Panic and comedy set the two overlapping tones for the whole book. Jeff's ... umm, Ferris's ... Tyler's! narration flits all over the place, but rarely stays serious for long. In many ways, this a book about books, and about funny books. The customary narration of the story cuts out entirely at points while Strand "gets meta" and regales us with odd bits of weirdness involving a ghostwriter begging for more work, comments on The Shining, notes from the editor, hints on writing a book report on the book, and generally exhibits enjoyable silliness before getting back to the story at hand. Besides Bad Day for Voodoo simply being a funny story, it insists you enjoy it as a funny story as it whirls about between narrative threads and meta-narrative stunts in an exuberance that keeps almost anything possible in any chapter.
And that's all to the good, as, in the three books (plus some short stories) I've read by Strand so far, he doesn't linger on subtext. They're about momentum. So they speed along, but they can't afford not to, either, as they leave little reason to linger. They need to be read as quickly as possible, and they are conducive to that. They're clear, propulsive, with generally likeable characters, and funny.
In this book, we know nothing about the backgrounds of any of the main characters. They are physically generic, and there is not a lot of reason to think about them. If they have voices, they occasionally blend together into the single run-on voice of Jeff Strand. If you tried to put the characters in "What if?" situations, you'd draw a blank on what they'd do in any scenario because you don't really know who they are. These books are a very lightweight type of fun.
And they are good at it. But it does get a bit tiring, with their unrelenting emphasis on "and then, and then, and then" storytelling. It's a breakneck concentration on incident at speed, and sometimes I wish there were more "story" to the stories, in that the characters took a breather to live a little and be human.
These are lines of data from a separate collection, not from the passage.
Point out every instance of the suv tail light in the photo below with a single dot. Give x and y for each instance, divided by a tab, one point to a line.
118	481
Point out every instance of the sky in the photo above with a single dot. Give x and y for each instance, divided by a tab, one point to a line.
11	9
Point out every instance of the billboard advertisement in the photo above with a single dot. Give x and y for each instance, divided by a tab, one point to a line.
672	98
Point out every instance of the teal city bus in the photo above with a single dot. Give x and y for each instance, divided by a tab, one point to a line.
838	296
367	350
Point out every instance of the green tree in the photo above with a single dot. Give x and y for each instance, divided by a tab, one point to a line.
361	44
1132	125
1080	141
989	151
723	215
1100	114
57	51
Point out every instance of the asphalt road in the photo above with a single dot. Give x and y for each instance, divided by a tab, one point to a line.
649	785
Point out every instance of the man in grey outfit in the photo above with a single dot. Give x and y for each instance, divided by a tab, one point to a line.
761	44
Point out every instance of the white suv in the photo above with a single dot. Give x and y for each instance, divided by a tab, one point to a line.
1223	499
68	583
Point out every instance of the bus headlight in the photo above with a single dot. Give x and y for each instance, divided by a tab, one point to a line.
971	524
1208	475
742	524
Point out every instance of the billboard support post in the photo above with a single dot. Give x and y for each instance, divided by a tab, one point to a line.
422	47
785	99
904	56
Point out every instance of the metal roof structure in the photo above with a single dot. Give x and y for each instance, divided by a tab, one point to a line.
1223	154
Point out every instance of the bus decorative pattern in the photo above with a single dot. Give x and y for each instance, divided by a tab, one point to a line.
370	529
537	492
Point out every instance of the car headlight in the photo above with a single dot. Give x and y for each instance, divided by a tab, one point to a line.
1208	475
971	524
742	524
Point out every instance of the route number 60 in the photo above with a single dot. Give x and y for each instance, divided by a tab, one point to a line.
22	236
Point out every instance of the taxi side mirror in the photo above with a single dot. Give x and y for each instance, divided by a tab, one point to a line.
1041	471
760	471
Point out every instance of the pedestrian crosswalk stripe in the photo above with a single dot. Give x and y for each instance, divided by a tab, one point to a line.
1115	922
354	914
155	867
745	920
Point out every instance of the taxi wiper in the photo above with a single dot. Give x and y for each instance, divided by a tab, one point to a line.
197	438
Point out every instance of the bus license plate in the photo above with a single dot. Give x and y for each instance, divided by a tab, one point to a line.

Bad Day for Voodoo, like all Jeff Strand I've read, is a good time. Strand simply has an enjoyable voice; that's his key gift, and it's not a small one. His characters won't linger with you, though. If his stories do, I haven't found one yet. Not much will, besides his voice. That voice has kept me coming back to Strand, for the third time (plus shorts) now. I'll be reading more of Strand. But I'm hoping he hits the motherlode in a book that combines his gifts for voice and narrative speed with something that truly makes the race worth running -- that makes the story worth thinking about after you've closed the book. Maybe he already has, and I haven't found it yet. It's a tribute to his talent that I will keep looking.
Overall, I'd give Bad Day for Voodoo 3.5 stars out of 5.